For first time, Bulgarians against euro – albeit narrowly
For the first time, a Eurobarometer poll has shown that Bulgarians, formerly in favour of the euro, are now narrowly against it.
According to the first results of the Eurobarometer spring 2015 poll, asked about support for an economic and monetary union with one single currency, the euro, 44 per cent of Bulgarians polled were against, 43 per cent for, and 13 per cent responded “don’t know”.
Previous polls have shown those polled in Bulgaria – a country that has been an EU member since January 2007 but retains its local currency the lev – to be in favour of euro adoption.
Earlier in July 2015, Bulgaria’s centre-right coalition cabinet set up a commission to take practical steps towards eventual euro adoption, a move that came, coincidentally, amid the drama about Greece, that country’s creditors and talk of a “Grexit”.
Meanwhile, according to Eurobarometer, support across Europe had continued its upward trend, going by the spring 2015 poll’s first results.
Fifty-seven per cent of Europeans supported an economic and monetary union using the euro, a gain of a percentage point since autumn 2014. At the same time, opposition across Europe to the euro had remained unchanged at 36 per cent for the third consecutive time, according to Eurobarometer.
“Whereas support for the euro fell almost continuously between spring 2007 and spring 2013 (from 63 per cent down to 51 per cent), it has since increased steadily, though modestly, starting in autumn 2013 (from 51 per cent up to 57 per cent).”
In the euro area, close to seven in 10 respondents support the euro, after a two-point increase since autumn 2014 (69 per cent, vs. 25 per cent, -1).
Support for the euro has now risen by seven percentage points since the Standard Eurobarometer of spring 2013 (up from 62 per cent).
But outside the euro area, support is far less widespread, and the trend is downwards: a third of respondents are in favour a single currency (33 per cent, -2 vs. 58 per cent, +3).

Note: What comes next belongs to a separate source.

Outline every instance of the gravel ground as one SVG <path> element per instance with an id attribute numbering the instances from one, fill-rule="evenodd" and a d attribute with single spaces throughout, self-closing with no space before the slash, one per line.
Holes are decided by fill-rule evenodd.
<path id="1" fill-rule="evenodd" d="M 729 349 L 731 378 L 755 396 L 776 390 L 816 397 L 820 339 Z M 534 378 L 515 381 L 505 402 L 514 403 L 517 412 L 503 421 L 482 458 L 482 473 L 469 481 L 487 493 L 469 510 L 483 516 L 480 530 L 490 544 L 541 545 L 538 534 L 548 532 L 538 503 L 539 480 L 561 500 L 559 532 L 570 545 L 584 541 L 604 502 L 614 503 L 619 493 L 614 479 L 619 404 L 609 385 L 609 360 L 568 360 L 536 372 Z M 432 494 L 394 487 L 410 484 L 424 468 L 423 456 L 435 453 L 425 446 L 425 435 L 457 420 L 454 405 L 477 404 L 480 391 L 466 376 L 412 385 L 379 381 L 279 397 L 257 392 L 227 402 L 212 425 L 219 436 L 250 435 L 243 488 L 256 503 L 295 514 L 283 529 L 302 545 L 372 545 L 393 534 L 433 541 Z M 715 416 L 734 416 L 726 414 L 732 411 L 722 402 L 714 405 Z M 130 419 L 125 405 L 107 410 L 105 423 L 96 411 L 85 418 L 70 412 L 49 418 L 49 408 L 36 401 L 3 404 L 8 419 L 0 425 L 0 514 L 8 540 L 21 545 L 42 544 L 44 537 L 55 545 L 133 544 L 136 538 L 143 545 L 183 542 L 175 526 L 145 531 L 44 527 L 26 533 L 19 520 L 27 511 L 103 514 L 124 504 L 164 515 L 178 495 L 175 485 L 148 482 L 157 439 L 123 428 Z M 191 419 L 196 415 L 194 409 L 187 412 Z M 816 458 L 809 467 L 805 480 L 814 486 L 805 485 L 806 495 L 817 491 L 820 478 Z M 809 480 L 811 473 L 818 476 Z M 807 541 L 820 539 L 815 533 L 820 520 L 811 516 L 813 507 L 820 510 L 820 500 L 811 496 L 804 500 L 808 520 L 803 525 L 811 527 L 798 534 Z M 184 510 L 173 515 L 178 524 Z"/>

While support for the euro has grown slightly at EU level, the number of countries where
it is the majority opinion has fallen: majorities of respondents are in favour of the euro in
21 EU member states (down from 23 in autumn 2014).
While at least eight in 10 respondents support the euro in Estonia (83 per cent), Slovakia (81 per cent) and Luxembourg (80 per cent), fewer do so in Croatia (56 per cent) and Hungary (55 per cent).
In seven countries (six outside the euro area, plus Cyprus), only minorities of respondents are in favour of the euro: Cyprus (44 per cent vs. 53 per cent), Bulgaria – where the population is almost evenly divided (43 per cent vs. 44 per cent), Poland (32 per cent vs. 54 per cent), Denmark (31 per cent vs. 63 per cent), Sweden (25 per cent vs. 72 per cent), the Czech Republic (22 per cent vs. 73 per cent) and the UK (20 per cent vs. 72 per cent).
Compared with autumn 2014, support for the euro has increased in 14 EI member states, most steeply in Lithuania (73 per cent, +10 percentage points)14 and in Greece (69 per cent, +6).
Conversely, it has decreased in 10 countries, most strikingly in Poland (32 per cent, -8), Cyprus (44 per cent, -7) and Austria (63 per cent, -6).
Support for the euro is unchanged in the four remaining countries: Estonia (83 per cent), Luxembourg (80 per cent), Croatia (56 per cent) and the United Kingdom (20 per cent).
Following the decline in support observed in Cyprus (-7) and Bulgaria (-2), these countries have joined the group of countries where opposition to the euro is the majority view, Eurobarometer said.